Para Jean-Pierre Corbeau, profesor emérito de sociología de la alimentación y el consumo en la Universidad de Tours, al centro de ese país, tener invitados en casa significa "dejarles entrar en tu vida privada, en tu intimidad". Dependiendo del tamaño de la vivienda, explica el especialista, no siempre es posible mantener una frontera entre lo que consideramos presentable y lo que queremos mantener oculto, como cuando el dormitorio también es el salón, o el baño es demasiado visible. 

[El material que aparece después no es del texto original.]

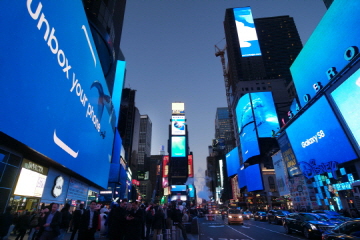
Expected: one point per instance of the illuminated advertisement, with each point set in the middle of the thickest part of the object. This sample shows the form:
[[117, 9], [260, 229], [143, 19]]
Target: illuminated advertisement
[[178, 147], [178, 125], [190, 166], [265, 114], [313, 137], [232, 162], [248, 41], [339, 31], [55, 88], [253, 178], [178, 108], [165, 166], [349, 106]]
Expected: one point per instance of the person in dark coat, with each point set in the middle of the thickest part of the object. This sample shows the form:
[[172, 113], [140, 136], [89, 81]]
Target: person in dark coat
[[6, 220], [76, 220], [89, 223], [50, 224]]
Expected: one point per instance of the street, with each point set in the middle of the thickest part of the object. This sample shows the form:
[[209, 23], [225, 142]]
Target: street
[[251, 230]]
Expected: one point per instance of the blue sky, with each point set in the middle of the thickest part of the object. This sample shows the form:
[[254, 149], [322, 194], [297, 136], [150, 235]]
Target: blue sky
[[170, 54]]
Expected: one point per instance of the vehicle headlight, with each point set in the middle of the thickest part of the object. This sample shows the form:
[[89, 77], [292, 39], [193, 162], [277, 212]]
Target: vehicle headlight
[[313, 227]]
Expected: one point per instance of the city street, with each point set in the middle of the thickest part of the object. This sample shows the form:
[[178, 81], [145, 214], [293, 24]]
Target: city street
[[251, 230]]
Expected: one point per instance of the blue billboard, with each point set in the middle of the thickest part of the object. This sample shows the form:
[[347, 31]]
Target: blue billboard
[[317, 62], [349, 106], [313, 137], [254, 178], [55, 96], [232, 162], [248, 40], [178, 147], [265, 113]]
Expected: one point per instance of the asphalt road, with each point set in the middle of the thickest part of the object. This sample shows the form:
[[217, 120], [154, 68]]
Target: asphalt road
[[251, 230]]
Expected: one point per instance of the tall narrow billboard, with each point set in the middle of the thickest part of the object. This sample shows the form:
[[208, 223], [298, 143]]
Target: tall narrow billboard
[[248, 40]]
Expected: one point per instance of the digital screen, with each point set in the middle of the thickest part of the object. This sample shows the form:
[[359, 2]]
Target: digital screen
[[339, 32], [232, 162], [178, 125], [178, 147], [349, 106], [313, 137], [253, 178], [246, 31], [30, 183], [56, 92], [178, 188], [265, 113]]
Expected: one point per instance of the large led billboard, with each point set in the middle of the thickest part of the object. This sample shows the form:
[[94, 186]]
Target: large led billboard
[[57, 101], [349, 106], [232, 162], [178, 125], [253, 178], [246, 31], [178, 146], [313, 137], [318, 62]]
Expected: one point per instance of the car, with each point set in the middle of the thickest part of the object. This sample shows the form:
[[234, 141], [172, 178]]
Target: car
[[276, 216], [235, 216], [310, 224], [247, 215], [346, 230], [261, 216]]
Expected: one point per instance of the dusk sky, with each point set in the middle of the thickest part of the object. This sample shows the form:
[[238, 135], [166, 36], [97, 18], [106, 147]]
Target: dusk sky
[[170, 56]]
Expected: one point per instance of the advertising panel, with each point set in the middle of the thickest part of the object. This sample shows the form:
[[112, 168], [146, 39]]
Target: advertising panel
[[232, 162], [248, 41], [265, 114], [178, 125], [339, 31], [313, 137], [349, 106], [282, 179], [55, 88], [178, 147], [253, 178]]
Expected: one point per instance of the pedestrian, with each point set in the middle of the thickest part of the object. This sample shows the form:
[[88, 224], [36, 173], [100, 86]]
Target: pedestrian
[[50, 223], [65, 221], [76, 220], [6, 219], [89, 223]]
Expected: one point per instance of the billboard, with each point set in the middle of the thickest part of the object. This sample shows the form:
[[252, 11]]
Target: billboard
[[248, 41], [253, 178], [313, 137], [349, 106], [178, 147], [310, 71], [55, 88], [232, 162], [178, 125]]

Esto le ocurre a Nora, una dependiente de 29 años que vive en un estudio de París y que en declaraciones también recogidas por el periódico, asegura que "mi piso es pequeño, un poco un desastre permanente". "La idea de traer a compañeros y guardar todo tres días antes me estresa. Incluso con amigos o familia, me cuesta hacerlo, tengo demasiado miedo de que por este lío digan cosas negativas sobre mí", asegura. Ella prefiere trasladar la reunión a restaurantes o cafés.

Por su parte, el profesor y geógrafo Luc Gwiazdzinski asegura que todos estos cambios forman parte de una transformación en los estilos de vida. "Pasamos de un espacio con el comedor sagrado a algo mixto donde dormimos, comemos, trabajamos, navegamos por el móvil". "Ya no hay identidad en nuestras habitaciones. Nuestras sociabilidades no permiten la proximidad en el sentido físico", añade.

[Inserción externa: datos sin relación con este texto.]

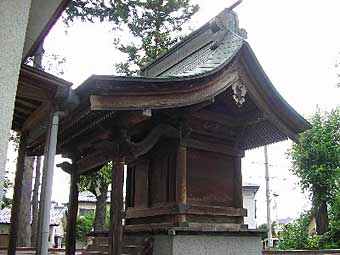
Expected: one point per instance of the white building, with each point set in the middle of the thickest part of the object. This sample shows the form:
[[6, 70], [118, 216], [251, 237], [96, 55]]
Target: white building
[[57, 218], [249, 203]]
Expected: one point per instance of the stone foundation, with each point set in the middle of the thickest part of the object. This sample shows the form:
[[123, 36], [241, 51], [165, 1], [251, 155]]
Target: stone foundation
[[237, 243]]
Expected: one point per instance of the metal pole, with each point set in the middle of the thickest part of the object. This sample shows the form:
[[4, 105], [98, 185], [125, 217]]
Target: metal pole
[[46, 190], [270, 239]]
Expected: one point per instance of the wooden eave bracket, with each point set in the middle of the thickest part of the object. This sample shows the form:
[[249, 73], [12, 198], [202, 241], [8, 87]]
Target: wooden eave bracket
[[173, 98]]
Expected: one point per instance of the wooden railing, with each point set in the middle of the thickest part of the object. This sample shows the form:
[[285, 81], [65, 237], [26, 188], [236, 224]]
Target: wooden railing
[[302, 252], [29, 251]]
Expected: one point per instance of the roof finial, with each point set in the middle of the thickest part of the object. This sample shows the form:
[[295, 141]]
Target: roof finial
[[235, 5]]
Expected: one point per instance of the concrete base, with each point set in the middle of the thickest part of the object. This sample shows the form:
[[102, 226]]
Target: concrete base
[[208, 244]]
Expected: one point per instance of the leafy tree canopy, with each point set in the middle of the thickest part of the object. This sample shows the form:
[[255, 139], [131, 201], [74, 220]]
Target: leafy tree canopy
[[84, 225], [154, 25], [316, 161]]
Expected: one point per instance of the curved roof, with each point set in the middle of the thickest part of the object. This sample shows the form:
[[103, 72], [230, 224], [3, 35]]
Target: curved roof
[[214, 63]]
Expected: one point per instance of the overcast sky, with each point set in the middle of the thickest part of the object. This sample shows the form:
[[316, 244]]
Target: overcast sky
[[297, 44]]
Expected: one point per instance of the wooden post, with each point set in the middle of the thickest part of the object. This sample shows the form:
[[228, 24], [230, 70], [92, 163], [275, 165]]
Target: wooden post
[[116, 210], [181, 180], [238, 196], [72, 215], [17, 194]]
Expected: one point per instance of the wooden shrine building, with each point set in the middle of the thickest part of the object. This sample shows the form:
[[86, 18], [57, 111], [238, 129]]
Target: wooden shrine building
[[181, 128]]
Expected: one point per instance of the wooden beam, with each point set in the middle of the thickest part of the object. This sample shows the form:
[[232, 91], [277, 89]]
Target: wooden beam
[[32, 93], [116, 210], [71, 231], [219, 118], [92, 161], [15, 212], [208, 146], [26, 103], [36, 116], [181, 180]]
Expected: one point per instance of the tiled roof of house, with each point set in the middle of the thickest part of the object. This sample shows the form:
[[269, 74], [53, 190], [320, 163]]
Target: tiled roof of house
[[87, 196], [250, 186], [56, 215]]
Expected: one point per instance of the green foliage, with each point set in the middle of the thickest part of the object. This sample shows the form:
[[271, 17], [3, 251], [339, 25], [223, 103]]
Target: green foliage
[[264, 228], [84, 225], [6, 202], [316, 160], [90, 10], [154, 25], [295, 235]]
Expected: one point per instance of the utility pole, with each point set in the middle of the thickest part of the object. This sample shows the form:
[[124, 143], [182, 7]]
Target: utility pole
[[269, 223]]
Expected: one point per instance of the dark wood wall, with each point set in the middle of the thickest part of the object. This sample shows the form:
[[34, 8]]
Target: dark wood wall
[[151, 179], [210, 178]]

La presión de hacer las cosas bien

Jean-Pierre Corbeau pone encima de la mesa la presión de hacer las cosas bien. La casa debe estar ordenada, la comida un éxito, el ambiente controlado. El experto tiene varios culpables: las redes sociales, los programas de cocina y los blogs. Aunque asegura: "No recibes más si no estás a la altura de la tarea".

"La gran cena da paso a la cena de aperitivos en el bar local, el asado del domingo se convierte en brunch en un restaurante de moda. En verano, nos encontramos más al aire libre, en pícnics improvisados en el parque o barbacoas en el jardín", concluye.